The five-in-one tool looks like the kind of toy that you use to help toddlers distinguish harmful behavior patterns. It's a kind of double-ended paddle made of bright green plastic, and it runs $4.99. One end has a serrated edge—the "knife" you use to open the fruit—and a number of different sized round holes, meant to be used as a masher. The other end has a series of slats meant to slice an avocado, and a larger hole with a serrated edge for removing the avocado pit. The fifth way the tool can be used is scooping the flesh from the avocado skin, thus rounding out the "five-in-one" claim.
I attempted to use the tool on two avocados of dubious quality, this being the East Coast and avocados being mostly inferior to the great bounty on the West Coast.
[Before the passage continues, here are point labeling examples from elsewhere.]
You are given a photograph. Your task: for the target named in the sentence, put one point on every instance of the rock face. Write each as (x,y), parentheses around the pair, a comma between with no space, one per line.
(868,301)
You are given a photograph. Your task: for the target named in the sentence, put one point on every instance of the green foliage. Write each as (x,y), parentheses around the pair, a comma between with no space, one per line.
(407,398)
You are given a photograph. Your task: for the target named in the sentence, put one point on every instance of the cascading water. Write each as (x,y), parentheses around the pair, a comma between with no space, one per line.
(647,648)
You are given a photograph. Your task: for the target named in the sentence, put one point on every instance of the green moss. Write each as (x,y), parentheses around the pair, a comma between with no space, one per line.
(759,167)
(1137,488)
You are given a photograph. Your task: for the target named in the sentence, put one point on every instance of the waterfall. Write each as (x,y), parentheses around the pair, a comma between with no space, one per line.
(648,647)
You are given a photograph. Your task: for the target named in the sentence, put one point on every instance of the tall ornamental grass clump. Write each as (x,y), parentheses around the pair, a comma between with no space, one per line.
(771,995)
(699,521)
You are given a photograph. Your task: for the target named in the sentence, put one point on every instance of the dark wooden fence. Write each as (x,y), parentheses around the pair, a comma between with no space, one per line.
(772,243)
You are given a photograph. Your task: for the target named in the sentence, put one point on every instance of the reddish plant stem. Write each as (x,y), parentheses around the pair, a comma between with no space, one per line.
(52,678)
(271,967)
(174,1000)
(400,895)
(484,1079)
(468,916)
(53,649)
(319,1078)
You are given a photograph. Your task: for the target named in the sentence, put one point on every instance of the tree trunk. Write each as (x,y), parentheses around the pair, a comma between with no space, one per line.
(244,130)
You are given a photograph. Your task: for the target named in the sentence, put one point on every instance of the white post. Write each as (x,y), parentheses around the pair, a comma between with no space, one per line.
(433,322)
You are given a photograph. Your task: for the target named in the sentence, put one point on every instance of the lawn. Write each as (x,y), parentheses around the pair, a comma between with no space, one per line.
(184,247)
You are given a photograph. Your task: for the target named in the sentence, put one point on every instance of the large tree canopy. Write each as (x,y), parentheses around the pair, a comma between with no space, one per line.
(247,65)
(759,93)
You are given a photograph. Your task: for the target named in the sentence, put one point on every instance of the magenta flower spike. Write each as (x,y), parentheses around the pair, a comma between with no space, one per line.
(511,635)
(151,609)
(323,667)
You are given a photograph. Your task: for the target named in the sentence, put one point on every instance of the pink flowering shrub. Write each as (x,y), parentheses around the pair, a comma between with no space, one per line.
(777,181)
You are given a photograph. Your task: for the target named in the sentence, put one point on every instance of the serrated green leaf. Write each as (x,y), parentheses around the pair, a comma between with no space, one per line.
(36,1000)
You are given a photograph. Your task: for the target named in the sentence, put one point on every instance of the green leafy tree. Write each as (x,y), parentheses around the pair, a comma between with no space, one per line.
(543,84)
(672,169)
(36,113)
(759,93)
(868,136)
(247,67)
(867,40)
The serrated edge of the paddle opened the avocado fairly well, though it certainly didn't make a clean line that you might want for, say, styling your avocado slices on toast. My second avocado was on the overripe side, so it sort of squished open. I guess that counts?
The avocado pitter was too small to work on the large pits of the avocados I had, and I could see that being a problem. After all, taking the pit out of the avocado is a leading cause of "avocado hand," in which you horribly mutilate your palm while attempting to look suave by thwacking a chef's knife into the center of the pit. But I used the tip of the serrated end to dig out the pit, which worked fine, too. The mashing attachment turned my avocado into a glorious thick-ish green goop for spreading on toast. It worked best on the softer avocado, and there was a little more effort involved for the less ripe avocado—pretty much the same as using a fork. The silcer was maybe the most efficient part of the tool, quickly rendering one half of the avocado into slices.
The tool worked, for sure. Did it work better than a sharp knife and a fork? Not really. It was basically equivalent. But it seems to me that the tool would be very useful in a couple situations. First, if you love avocados and have small children, and you want them to be able to prepare a good avocado toast without handling a sharp knife. Second, if you're going on an airplane and you want to snack on an avocado, the plastic tool would sail through TSA. It might also be nice for a picnic or hiking trip where you don't want to bring along sharps. And third, if you're afraid of cutting yourself in the kitchen—something I relate to, as I managed to cut myself opening a tub of yogurt this morning—this would allay your fears while still getting that sweet, sweet avocado flesh out of its skin.